Не требуется согласие на обработку персональных данных физического лица в случаях, приведенных в п. п. 2 - 11 ч. 1 ст. 6 Закона о персональных данных. В частности, согласие не нужно, если обработка необходима:

1. для заключения договора по инициативе гражданина или договора, по которому он будет выгодоприобретателем или поручителем. Например, если индивидуальный предприниматель арендует у вас помещение и вы указываете в договоре его паспортные данные;
2. исполнения договора, стороной которого либо выгодоприобретателем или поручителем по которому является гражданин. Например, если вы запрашиваете адрес гражданина для доставки ему товара;
3. осуществления и выполнения функций, полномочий и обязанностей, которые возложены на вас законодательством. Например, если вы получаете у клиента адрес его электронной почты, чтобы направить ему кассовый чек в электронной форме (Разъяснения Минкомсвязи России);
4. осуществления прав и законных интересов (ваших или третьих лиц) либо для достижения общественно значимых целей при условии, что при этом не нарушаются права и свободы гражданина. Например, если вы в целях обеспечения безопасности записываете Ф.И.О. и паспортные данные посетителей.

В остальных случаях обработка персональных данных осуществляется с согласия гражданина (п. 1 ч. 1 ст. 6 Закона о персональных данных). Например, придется получить согласие, если вы собираете данные граждан для маркетингового исследования или уступаете требование к должнику - физическому лицу.

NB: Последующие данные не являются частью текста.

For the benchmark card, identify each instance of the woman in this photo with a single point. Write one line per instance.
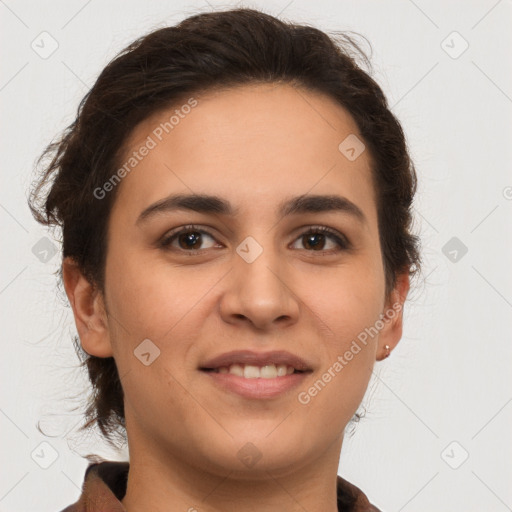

Оператором персональных данных считается любое юридическое или физическое лицо, которое собирает, хранит, использует или передает персональные данные. Это могут быть компании, обрабатывающие данные клиентов (интернет-магазины, банки), работодатели (данные сотрудников), а также владельцы сайтов с формами обратной связи. Даже небольшая компания, собирающая номера телефонов для рассылки, считается оператором. Закон не делает исключений для малого бизнеса, поэтому любая организация, работающая с данными, должна соответствовать требованиям 152-ФЗ.

Субъекты персональных данных — это физические лица, чьи данные обрабатываются: клиенты, сотрудники, посетители сайтов. Например, данные клиентов включают информацию, предоставленную при оформлении заказа (ФИО, адрес доставки), а данные сотрудников — трудовые договоры, паспортные данные, сведения о зарплате. Закон требует учитывать различия между категориями субъектов при обработке данных, так как данные сотрудников и клиентов могут подпадать под разные уровни защищенности.

Некоторые случаи обработки данных освобождены от требований 152-ФЗ. Например, обработка данных в личных целях (ведение личной записной книжки) или данные, необходимые для государственных функций (перепись населения), не подпадают под закон. Однако такие исключения редки, и большинство коммерческих организаций обязаны соблюдать все требования.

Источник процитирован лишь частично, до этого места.